I was just doing the following question:
If $a,b,c>0$ such that $a+b+c=abc$, prove that:
$\frac{1}{\sqrt{1+a^2}}+\frac{1}{\sqrt{1+b^2}}+\frac{1}{\sqrt{1+c^2}}\le \frac{3}{2}$
I think that this question can be solved through the use of homogenization, something which I attempted to do in the following way:
We have that $\frac{a+b+c}{abc}=1$ and hence also $\sqrt{\frac{a+b+c}{abc}}=1$. So $\frac{3}{2}*\sqrt{\frac{a+b+c}{abc}}=\frac{3}{2}$.
So all we have to prove now is $\frac{1}{\sqrt{1+a^2}}+\frac{1}{\sqrt{1+b^2}}+\frac{1}{\sqrt{1+c^2}}\le\frac{3}{2}*\sqrt{\frac{a+b+c}{abc}}$ which are homogenized and hence we do not need the original equality any more. This is where I couldn't continue from, and got stuck. Could you please explain to me how I could finish it off like this, or tell me why it can't and how it can be done using homogenization?

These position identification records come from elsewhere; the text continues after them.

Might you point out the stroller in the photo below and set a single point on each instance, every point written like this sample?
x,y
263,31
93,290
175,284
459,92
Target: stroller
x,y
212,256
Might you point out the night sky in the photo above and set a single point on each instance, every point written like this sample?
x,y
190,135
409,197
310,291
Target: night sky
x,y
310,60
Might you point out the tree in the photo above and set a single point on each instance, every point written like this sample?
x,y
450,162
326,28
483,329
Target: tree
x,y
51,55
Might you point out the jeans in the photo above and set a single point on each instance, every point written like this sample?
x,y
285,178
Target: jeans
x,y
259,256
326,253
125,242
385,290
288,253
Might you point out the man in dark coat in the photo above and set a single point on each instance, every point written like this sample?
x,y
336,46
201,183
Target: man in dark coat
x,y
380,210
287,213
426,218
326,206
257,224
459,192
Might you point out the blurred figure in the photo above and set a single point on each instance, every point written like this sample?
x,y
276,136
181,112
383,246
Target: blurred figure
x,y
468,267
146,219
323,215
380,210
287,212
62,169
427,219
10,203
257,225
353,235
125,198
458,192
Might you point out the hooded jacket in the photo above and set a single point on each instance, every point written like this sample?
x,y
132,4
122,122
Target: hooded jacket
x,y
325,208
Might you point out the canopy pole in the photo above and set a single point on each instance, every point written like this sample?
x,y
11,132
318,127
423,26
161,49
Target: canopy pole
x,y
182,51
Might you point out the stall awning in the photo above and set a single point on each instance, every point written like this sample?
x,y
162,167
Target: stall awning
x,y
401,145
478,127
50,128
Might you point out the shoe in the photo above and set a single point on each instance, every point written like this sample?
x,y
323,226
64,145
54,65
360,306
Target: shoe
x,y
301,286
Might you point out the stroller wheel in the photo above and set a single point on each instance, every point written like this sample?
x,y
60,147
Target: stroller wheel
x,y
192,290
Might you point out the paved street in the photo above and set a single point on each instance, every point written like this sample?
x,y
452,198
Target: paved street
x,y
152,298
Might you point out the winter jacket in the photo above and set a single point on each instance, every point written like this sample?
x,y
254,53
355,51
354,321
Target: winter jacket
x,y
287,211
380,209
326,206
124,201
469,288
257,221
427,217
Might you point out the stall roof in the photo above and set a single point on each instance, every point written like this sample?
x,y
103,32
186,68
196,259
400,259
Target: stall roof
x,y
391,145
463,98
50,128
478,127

The homogenization gives: $$\sum_{cyc}\frac{1}{\sqrt{\frac{abc}{a+b+c}+a^2}}\leq\frac{3}{2}\sqrt{\frac{a+b+c}{abc}}$$ or $$\sum_{cyc}\sqrt{\frac{bc}{(a+b)(a+c)}}\leq\frac{3}{2},$$ which is true by AM-GM: $$\sum_{cyc}\sqrt{\frac{bc}{(a+b)(a+c)}}\leq\frac{1}{2}\sum_{cyc}\left(\frac{c}{a+c}+\frac{b}{a+b}\right)=$$ $$=\frac{1}{2}\sum_{cyc}\left(\frac{c}{a+c}+\frac{a}{c+a}\right)=\frac{3}{2}.$$